So, I took my son out to the dollar store and we rounded up items to put into basket - dish towels, hot pads, oven mitts filled with utensils, then had Jordan pick out toys for the 2 children... and we bought her baby girl a new outfit. I then put together a notebook with neighborhood contact info; neighborhood days (garbage, recycling, and time mailman comes by, etc.); list of free family friendly area events; list of recommendations (doctor/pediatrician, chiropractor, handyman, contractors, photograhers, dentist, etc.); list of places for assistance for those in need; local restaurant take out menus. I was going to add a map labeling the area eating places within 5 minutes and local parks, but I had run out of time. Needless to say the single mom that moved in with her 8 month baby girl and 6 year old boy were very thankful for the gift and we've already started connecting with each other.
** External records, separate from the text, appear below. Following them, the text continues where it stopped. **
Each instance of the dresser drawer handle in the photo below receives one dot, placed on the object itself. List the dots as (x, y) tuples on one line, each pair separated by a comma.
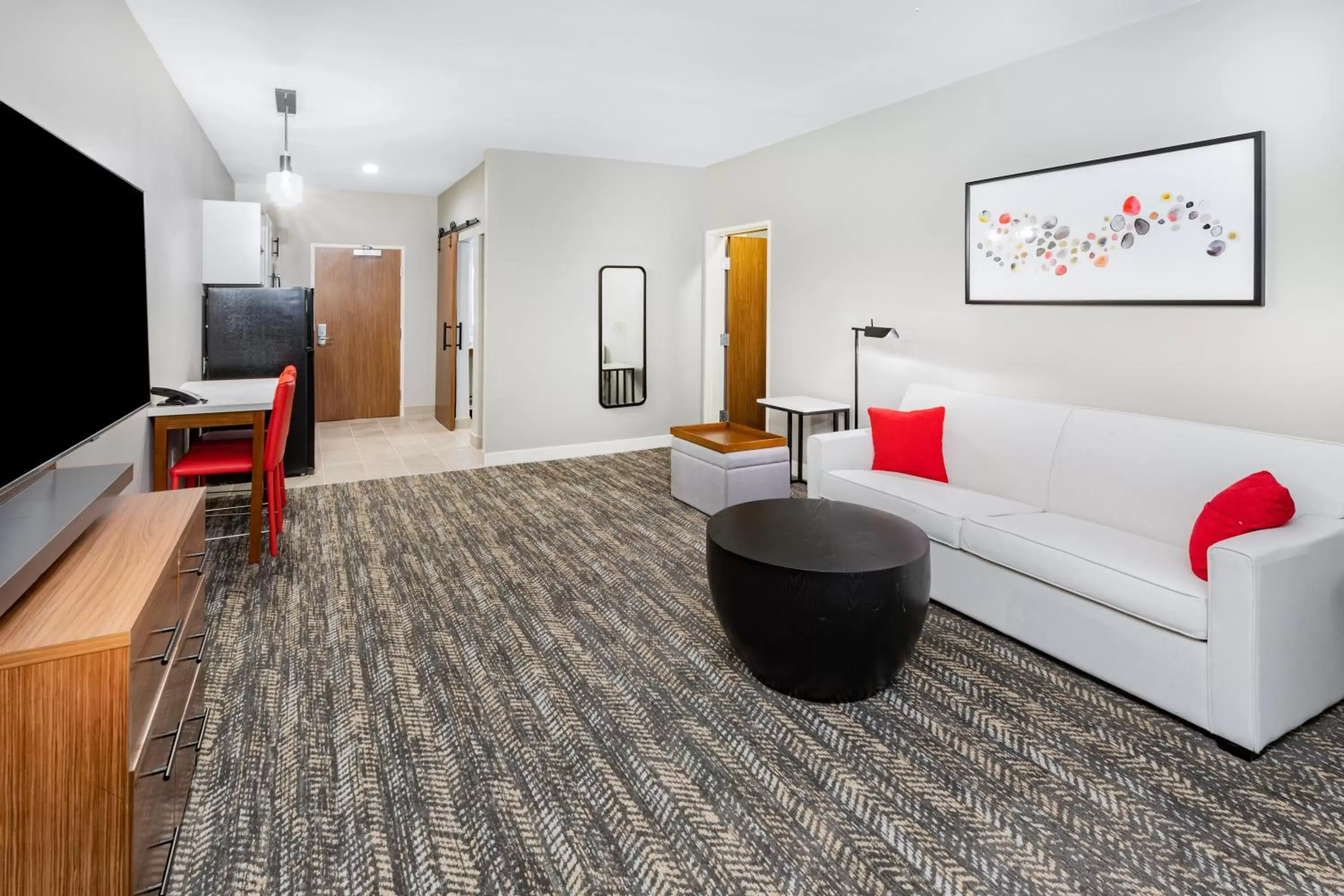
[(201, 652), (172, 640), (201, 567), (205, 720), (171, 843)]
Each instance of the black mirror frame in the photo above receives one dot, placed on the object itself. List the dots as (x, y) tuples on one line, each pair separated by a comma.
[(644, 311)]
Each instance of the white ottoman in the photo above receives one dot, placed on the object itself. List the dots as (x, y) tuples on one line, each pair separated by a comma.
[(724, 465)]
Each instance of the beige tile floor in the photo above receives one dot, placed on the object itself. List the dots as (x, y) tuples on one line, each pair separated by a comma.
[(351, 450)]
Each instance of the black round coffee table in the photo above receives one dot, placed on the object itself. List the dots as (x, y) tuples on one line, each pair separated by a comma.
[(822, 599)]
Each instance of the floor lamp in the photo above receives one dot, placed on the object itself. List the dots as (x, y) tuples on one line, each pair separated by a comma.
[(871, 332)]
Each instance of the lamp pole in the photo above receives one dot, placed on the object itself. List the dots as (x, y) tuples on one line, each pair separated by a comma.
[(857, 331), (871, 331)]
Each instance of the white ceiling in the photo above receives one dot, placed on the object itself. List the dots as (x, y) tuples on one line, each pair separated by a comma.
[(424, 86)]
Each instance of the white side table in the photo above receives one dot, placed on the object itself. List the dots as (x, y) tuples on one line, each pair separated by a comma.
[(804, 406)]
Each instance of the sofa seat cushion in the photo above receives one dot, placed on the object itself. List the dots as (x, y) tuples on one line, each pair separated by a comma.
[(1140, 577), (935, 507)]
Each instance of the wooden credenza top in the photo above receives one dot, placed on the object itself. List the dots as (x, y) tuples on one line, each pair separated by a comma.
[(92, 597)]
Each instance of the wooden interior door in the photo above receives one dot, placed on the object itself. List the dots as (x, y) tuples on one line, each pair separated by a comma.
[(445, 359), (358, 373), (744, 377)]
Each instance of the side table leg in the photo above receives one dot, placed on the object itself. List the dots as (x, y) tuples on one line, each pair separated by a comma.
[(803, 441)]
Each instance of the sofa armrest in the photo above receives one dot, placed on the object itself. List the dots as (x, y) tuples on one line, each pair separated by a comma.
[(1276, 629), (844, 450)]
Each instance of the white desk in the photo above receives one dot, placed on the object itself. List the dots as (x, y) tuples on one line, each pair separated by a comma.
[(803, 408), (228, 404), (224, 397)]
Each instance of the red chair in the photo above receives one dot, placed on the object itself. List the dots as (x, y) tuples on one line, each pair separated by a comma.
[(234, 456)]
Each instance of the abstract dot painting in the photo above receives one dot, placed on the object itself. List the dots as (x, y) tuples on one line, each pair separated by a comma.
[(1178, 225)]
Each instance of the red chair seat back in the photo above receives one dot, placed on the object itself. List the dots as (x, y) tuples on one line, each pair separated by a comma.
[(281, 409)]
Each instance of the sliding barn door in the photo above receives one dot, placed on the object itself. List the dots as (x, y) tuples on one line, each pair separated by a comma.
[(745, 374), (449, 335)]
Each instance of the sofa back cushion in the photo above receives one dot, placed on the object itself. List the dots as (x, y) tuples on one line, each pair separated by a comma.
[(995, 445), (1151, 476)]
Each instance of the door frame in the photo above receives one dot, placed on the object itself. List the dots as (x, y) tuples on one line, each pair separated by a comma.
[(714, 310), (401, 334)]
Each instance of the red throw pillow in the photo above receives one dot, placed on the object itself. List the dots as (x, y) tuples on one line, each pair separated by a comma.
[(1256, 503), (909, 443)]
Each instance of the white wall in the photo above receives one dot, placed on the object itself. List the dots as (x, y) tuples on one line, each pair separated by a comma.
[(460, 203), (84, 70), (554, 221), (374, 220), (867, 222)]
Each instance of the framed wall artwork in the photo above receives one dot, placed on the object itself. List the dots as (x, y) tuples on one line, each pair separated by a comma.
[(1175, 226)]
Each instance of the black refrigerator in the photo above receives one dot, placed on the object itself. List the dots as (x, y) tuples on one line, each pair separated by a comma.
[(250, 331)]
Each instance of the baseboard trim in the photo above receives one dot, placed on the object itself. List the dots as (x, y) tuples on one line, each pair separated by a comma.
[(588, 449)]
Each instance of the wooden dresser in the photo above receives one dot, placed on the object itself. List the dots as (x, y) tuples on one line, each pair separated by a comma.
[(101, 703)]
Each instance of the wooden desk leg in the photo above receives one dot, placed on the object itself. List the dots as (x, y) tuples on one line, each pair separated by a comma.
[(160, 456), (254, 530)]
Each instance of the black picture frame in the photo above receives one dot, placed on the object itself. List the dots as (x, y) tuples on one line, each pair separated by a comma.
[(644, 338), (1258, 252)]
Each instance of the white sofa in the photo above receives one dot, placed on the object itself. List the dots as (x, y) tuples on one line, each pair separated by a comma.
[(1068, 528)]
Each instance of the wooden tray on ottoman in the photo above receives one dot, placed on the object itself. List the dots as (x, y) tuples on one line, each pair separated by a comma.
[(726, 439)]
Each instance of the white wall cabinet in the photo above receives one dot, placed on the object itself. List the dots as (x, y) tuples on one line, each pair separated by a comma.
[(236, 244)]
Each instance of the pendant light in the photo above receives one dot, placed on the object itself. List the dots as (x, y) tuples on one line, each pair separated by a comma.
[(284, 187)]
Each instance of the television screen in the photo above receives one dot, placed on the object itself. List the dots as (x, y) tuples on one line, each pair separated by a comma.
[(76, 355)]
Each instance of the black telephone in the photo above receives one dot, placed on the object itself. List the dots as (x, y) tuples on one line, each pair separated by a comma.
[(177, 397)]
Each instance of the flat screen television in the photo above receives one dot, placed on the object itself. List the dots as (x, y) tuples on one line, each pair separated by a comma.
[(76, 355)]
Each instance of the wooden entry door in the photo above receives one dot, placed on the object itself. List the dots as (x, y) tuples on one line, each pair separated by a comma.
[(449, 335), (358, 373), (744, 381)]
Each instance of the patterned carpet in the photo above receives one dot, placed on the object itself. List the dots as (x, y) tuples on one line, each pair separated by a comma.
[(513, 681)]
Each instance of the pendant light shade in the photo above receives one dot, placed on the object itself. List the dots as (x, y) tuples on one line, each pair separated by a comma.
[(284, 187)]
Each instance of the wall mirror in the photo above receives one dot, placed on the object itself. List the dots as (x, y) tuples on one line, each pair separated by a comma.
[(623, 340)]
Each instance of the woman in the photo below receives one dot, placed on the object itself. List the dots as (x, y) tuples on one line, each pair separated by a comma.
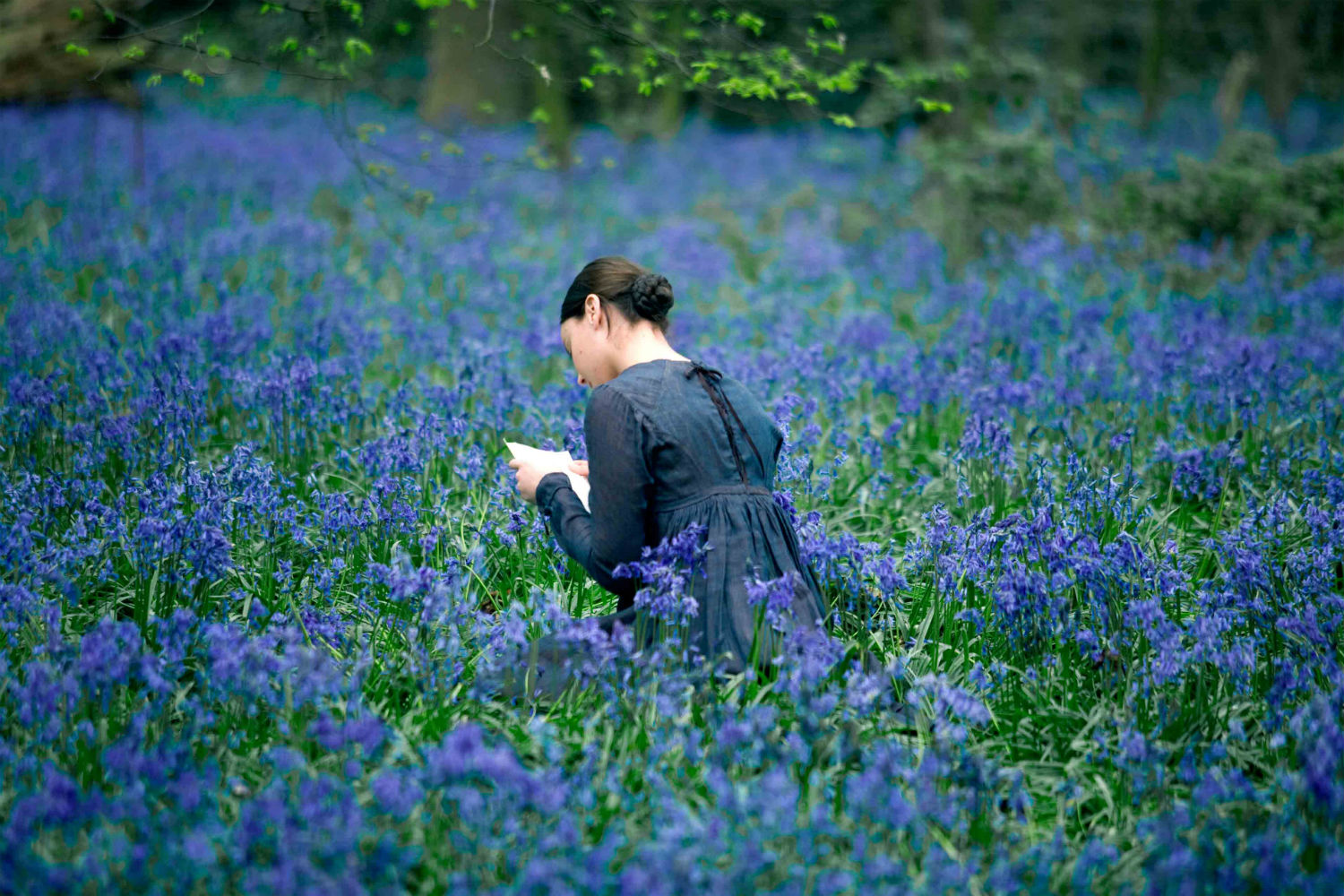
[(671, 443)]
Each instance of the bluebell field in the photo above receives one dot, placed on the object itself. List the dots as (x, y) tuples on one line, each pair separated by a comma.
[(1082, 501)]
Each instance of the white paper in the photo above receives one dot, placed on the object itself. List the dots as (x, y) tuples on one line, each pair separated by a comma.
[(529, 452)]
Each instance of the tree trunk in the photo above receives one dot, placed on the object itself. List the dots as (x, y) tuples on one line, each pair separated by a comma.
[(1152, 72), (1281, 69)]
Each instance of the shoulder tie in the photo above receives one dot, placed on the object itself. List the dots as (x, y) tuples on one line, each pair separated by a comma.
[(720, 402)]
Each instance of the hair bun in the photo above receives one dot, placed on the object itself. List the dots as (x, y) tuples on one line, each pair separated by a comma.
[(650, 296)]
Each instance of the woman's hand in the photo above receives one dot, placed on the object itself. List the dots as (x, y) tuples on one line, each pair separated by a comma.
[(530, 474)]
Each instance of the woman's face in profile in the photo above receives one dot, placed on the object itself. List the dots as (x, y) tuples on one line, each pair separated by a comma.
[(583, 341)]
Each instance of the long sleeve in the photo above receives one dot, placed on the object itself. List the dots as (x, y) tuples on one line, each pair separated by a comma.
[(621, 487)]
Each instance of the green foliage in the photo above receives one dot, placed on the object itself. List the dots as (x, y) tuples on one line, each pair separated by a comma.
[(1000, 180), (1244, 194)]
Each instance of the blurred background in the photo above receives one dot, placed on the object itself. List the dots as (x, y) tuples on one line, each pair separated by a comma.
[(1185, 120)]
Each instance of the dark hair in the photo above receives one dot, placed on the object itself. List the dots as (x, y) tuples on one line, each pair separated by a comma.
[(636, 290)]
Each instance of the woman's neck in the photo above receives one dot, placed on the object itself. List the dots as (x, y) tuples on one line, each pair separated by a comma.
[(642, 349)]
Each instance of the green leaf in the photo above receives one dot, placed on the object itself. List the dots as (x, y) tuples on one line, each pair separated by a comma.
[(355, 10), (933, 105), (750, 22), (354, 46)]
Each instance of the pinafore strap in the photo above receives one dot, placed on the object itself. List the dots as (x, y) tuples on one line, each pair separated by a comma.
[(710, 381)]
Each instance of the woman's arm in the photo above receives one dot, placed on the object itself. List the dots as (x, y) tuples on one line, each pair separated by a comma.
[(621, 487)]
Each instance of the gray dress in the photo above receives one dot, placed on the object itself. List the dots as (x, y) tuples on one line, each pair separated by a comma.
[(669, 444)]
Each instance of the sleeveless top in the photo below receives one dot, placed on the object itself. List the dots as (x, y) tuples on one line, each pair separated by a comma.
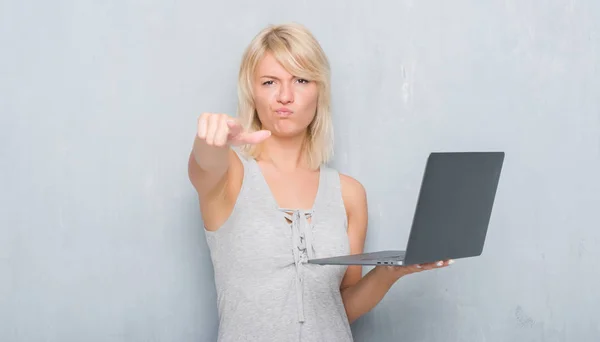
[(265, 289)]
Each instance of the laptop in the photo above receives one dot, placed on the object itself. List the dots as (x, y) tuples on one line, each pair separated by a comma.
[(452, 214)]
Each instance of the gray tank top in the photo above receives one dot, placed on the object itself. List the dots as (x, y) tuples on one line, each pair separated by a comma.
[(265, 289)]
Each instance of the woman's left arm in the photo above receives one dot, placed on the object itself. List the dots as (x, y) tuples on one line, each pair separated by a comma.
[(361, 294)]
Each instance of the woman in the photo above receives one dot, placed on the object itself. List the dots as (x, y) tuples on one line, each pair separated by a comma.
[(269, 202)]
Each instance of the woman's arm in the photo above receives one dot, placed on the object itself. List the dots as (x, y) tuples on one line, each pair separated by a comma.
[(361, 294)]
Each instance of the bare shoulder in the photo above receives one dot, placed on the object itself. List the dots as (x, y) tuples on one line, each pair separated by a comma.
[(353, 194)]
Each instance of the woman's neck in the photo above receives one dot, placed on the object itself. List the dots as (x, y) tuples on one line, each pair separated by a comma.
[(286, 154)]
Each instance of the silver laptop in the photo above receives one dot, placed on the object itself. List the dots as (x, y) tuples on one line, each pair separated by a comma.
[(452, 214)]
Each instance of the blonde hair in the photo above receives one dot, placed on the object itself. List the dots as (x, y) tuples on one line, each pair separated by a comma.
[(297, 50)]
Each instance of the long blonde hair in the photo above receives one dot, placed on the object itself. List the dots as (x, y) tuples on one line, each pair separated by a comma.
[(300, 54)]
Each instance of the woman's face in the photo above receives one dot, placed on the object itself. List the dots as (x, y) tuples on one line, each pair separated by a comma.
[(286, 104)]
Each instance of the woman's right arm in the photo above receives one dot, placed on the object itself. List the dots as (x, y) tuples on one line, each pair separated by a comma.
[(214, 169)]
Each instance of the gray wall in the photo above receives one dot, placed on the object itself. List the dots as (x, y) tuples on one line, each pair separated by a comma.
[(100, 236)]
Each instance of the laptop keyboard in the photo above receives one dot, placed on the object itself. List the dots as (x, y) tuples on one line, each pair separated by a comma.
[(398, 256)]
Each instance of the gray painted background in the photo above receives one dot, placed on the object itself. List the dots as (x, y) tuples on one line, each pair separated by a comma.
[(100, 236)]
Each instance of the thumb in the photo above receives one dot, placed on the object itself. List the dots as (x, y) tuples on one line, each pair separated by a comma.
[(235, 127), (253, 138)]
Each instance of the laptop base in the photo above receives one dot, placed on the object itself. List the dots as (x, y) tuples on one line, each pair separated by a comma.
[(374, 259)]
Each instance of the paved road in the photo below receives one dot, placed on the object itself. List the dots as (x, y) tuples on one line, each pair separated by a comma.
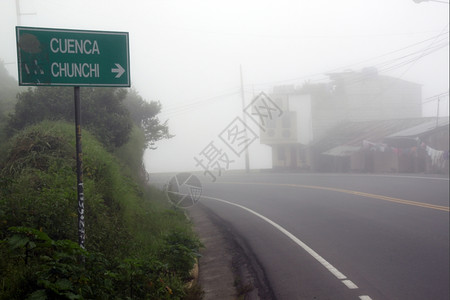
[(320, 236)]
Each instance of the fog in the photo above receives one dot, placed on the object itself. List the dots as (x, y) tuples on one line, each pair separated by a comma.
[(187, 54)]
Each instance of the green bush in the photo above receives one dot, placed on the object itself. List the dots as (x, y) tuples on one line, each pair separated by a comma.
[(137, 246)]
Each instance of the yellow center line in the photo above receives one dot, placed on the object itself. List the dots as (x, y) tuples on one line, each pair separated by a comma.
[(367, 195)]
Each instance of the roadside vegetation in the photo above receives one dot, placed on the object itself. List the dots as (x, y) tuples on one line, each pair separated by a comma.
[(137, 245)]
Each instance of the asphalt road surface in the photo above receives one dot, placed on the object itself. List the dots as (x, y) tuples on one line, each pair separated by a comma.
[(330, 236)]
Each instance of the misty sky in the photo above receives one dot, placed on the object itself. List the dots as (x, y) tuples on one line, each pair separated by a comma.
[(187, 54)]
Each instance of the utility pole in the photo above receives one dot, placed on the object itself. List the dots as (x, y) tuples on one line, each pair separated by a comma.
[(247, 158), (437, 113)]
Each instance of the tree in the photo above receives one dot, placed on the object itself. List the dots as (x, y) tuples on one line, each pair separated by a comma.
[(102, 111), (144, 115)]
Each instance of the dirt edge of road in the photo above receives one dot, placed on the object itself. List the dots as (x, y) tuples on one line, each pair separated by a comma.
[(228, 269)]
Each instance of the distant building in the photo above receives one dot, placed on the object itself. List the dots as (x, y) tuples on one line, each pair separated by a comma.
[(324, 125)]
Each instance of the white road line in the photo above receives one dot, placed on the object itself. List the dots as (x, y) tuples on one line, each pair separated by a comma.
[(313, 253), (350, 284)]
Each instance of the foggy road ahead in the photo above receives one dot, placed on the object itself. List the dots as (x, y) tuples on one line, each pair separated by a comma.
[(341, 236)]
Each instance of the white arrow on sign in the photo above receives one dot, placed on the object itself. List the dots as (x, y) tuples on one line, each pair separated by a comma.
[(119, 70)]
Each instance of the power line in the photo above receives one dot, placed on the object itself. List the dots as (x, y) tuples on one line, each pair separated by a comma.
[(350, 65)]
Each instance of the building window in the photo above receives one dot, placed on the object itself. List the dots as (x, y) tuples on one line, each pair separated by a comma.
[(286, 121)]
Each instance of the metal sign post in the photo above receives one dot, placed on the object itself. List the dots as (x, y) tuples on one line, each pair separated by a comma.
[(80, 187)]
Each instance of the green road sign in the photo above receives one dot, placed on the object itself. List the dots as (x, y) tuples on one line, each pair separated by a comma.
[(49, 57)]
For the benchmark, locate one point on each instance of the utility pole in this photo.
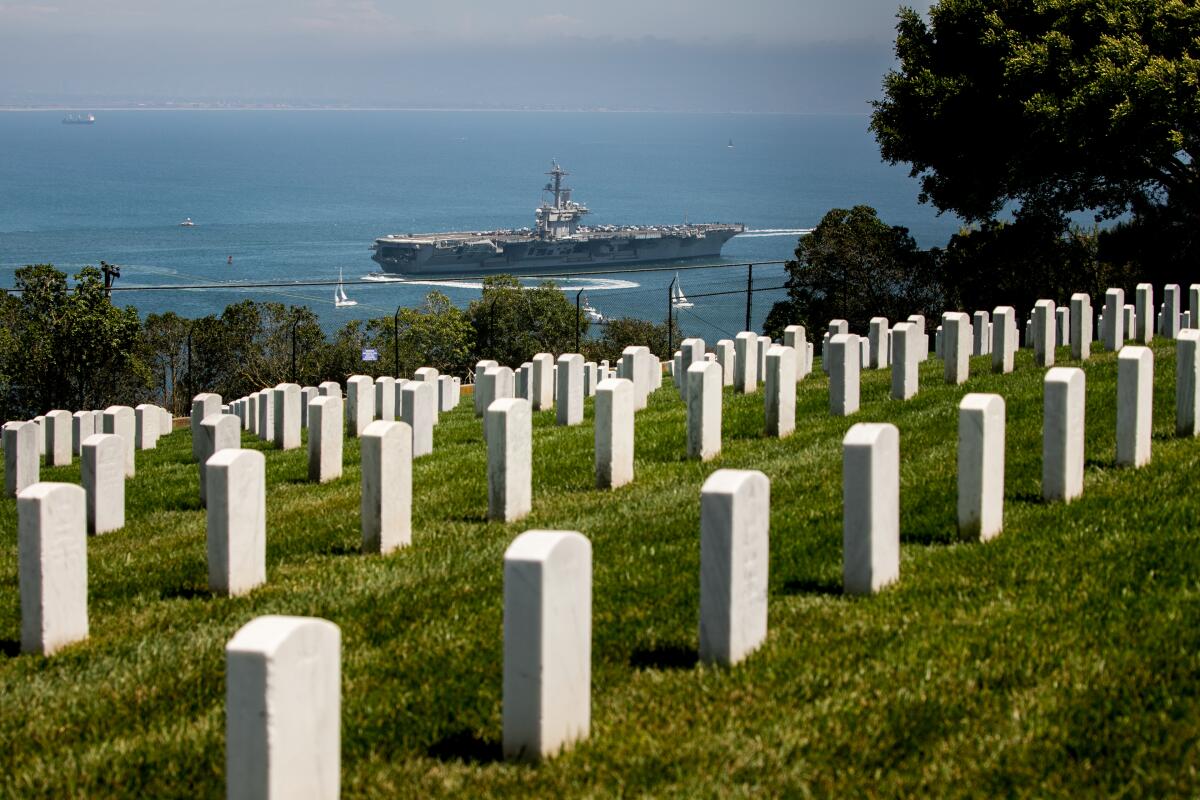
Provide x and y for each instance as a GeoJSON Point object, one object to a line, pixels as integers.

I'll be planning a neighborhood ice cream social so that all the neighbors can meet them too.
Angela - posted on 05/12/2012
Sadly, I haven't had especially good experiences in this. One place I moved to, I made the effort to reach people myself and was treated as though I was "strange", maybe even intrusive!
The next street I moved to was different - the lady next door was keen to know me. It was quite a rough area and I was a little suspicious. Unfortunately I wasn't suspicious enough! I ended up with this lady owing me a bit of money and her husband doing damage to my home. Several neighbours used me as a resource for borrowing - not only money! To say nothing of limitless unpaid (or poorly paid) babysitting!
So I'm quite wary. Sometimes in the UK, people are heavily into minding their own business and living insular lives.
My brother bought a house in a very smart area. Within the hour of him moving in, a family living opposite sent over a tray of hot tea and cakes. They were an immigrant family and it was felt that such kindness and hospitality wouldn't have been shown by native born British!
How about putting a card through the door of your new neighbour? Something saying that you hope they'll be very happy in this neighbourhood. Then put your name, address & phone number. No offers of "anything I can do ....?" because that may be open to abuse. Then you just play it by ear when you meet. You could try the food and drink thing though!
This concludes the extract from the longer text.